Did you know that the Purple Heart is America's oldest military award? In 1782, although the Revolutionary War was basically over and peace talks were happening in Paris, Gen. George Washington needed a way to quell the talk of rebellion. Congress was running out of money after years of war against England. Troops were hungry and unpaid and there was talk of mutiny.
He decided to create the Badge of Military Merit to recognize heroic acts by his troops.
The requirements for earning the badge were a lot different from today's Purple Heart. Soldiers had to do something unusually heroic or perform some act that was essential to the success of the Continental Army. While that sounds more like something you'd have to do to earn the Medal of Honor, the badge was actually a cloth purple heart with the word "merit" stitched across it in white. So, in a way, both the Medal of Honor and the Purple Heart came from the Badge of Military Merit.
One thing that made the badge different was that it was the first award meant for enlisted troops. Before this, the only way to recognize heroism by an enlisted soldier was to promote him, or for a general to give him a battlefield commission.
No one knows for sure how many soldiers ever received the Badge of Military Merit, though. It could be as few as three. And the book in which recipients' names were recorded has been lost for more than 200 years.

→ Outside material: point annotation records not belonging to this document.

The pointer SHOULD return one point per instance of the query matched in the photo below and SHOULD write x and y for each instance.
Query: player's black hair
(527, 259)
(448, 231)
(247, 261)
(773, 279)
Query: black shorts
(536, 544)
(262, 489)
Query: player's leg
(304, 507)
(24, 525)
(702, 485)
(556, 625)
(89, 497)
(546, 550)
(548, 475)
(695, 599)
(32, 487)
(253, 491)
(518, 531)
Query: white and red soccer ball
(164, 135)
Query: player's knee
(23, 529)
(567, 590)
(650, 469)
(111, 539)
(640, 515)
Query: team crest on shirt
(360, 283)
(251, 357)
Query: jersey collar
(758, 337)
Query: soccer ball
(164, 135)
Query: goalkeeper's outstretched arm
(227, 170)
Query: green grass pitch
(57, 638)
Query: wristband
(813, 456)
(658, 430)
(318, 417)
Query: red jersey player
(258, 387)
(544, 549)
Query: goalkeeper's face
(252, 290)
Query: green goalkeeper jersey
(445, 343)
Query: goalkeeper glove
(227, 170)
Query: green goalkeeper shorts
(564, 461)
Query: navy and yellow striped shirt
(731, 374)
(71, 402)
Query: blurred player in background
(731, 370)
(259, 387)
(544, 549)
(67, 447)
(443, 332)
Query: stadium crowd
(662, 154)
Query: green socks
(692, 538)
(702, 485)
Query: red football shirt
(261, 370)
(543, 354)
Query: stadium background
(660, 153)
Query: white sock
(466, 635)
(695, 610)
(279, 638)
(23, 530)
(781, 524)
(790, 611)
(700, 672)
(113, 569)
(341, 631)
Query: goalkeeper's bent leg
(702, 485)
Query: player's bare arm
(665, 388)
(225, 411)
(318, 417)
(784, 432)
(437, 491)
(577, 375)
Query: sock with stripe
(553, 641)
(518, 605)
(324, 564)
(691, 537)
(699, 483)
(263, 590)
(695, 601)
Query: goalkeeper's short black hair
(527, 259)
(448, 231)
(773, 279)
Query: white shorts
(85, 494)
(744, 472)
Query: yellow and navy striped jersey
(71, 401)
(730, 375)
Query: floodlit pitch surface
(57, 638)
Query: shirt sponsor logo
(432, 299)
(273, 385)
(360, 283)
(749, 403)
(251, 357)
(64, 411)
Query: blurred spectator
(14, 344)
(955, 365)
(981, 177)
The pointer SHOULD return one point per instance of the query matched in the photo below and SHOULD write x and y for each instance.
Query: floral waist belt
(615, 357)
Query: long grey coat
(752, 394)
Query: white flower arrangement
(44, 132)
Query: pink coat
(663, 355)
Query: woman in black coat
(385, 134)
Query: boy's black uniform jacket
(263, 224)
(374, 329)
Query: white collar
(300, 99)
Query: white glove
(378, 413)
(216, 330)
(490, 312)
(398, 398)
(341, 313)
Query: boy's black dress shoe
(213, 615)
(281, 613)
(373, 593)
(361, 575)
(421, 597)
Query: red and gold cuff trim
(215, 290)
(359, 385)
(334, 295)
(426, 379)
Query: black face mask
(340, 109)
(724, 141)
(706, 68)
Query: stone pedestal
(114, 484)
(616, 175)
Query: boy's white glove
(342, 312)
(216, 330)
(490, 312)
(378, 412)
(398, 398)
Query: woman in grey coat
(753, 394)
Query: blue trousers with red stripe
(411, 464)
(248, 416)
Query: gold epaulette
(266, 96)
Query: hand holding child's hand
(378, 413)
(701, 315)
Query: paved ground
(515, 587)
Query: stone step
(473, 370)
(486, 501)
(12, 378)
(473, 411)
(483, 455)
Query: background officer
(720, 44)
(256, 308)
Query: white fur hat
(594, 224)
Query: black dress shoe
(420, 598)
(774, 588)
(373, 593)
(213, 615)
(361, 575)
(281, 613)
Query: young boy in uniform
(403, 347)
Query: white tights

Washington's order was allowed to lapse after the war ended and the Purple Heart wasn't revived until Feb. 22, 1932, on Washington's 200th birthday. Designed by Elizabeth Will, an Army heraldic specialist, the modern medal features a profile image of Washington. Once again, the medal was awarded for meritorious service, but now soldiers could also receive it if they'd been wounded by the enemy.
The award was made retroactive — World War I soldiers who had earned certain awards could apply for the Purple Heart. The first medal was presented to Gen. Douglas MacArthur, the Army chief of staff at the time.
At first, the Purple Heart was only available to soldiers, but in 1942 Congress changed the rules for earning the award, authorizing it only for wounds, and made it available to all services, including some civilians.
Civilians who worked with the military, like Red Cross workers or war reporters, remained eligible for the award until 1997. Civilian employees of the Defense Department who are killed or wounded by an enemy now receive the Defense of Freedom Medal.
Army Sgt. Stubby, a dog who was smuggled to Europe by members of the 102nd Infantry Regiment, earned the Purple Heart twice during World War I — once for being wounded in a gas attack and once for being wounded by a grenade.
However, as of April 25, 1962, when President John F. Kennedy signed Executive Order 11016 and formally established the rules for awarding the Purple Heart medal, military service animals are no longer able to receive the award.
About 1.07 million Purple Hearts were awarded during World War II, more than were awarded in all of the other conflicts of the 20th century combined.
Chief Nurse Beatrice Mary MacDonald was assigned to a British Clearing Hospital in Belgium during World War I. In 1917, she lost her right eye when German aircraft bombed her hospital. She received the Purple Heart for her wounds in 1936, retroactively making her the first woman to earn the award. She was also the first woman to earn the Distinguished Service Cross. MacDonald served with the Army in Belgium and France for the rest of the war.
Audie Murphy received the Purple Heart three times during World War II. He also received every combat award for valor available from the Army — including the Medal of Honor — as well as French and Belgian awards for heroism.
Marine Corps Staff Sgt. Reckless, a horse, received the Purple Heart twice for wounds she received in combat during the Korean War.
The National Purple Heart Hall of Honor is in New Windsor, New York.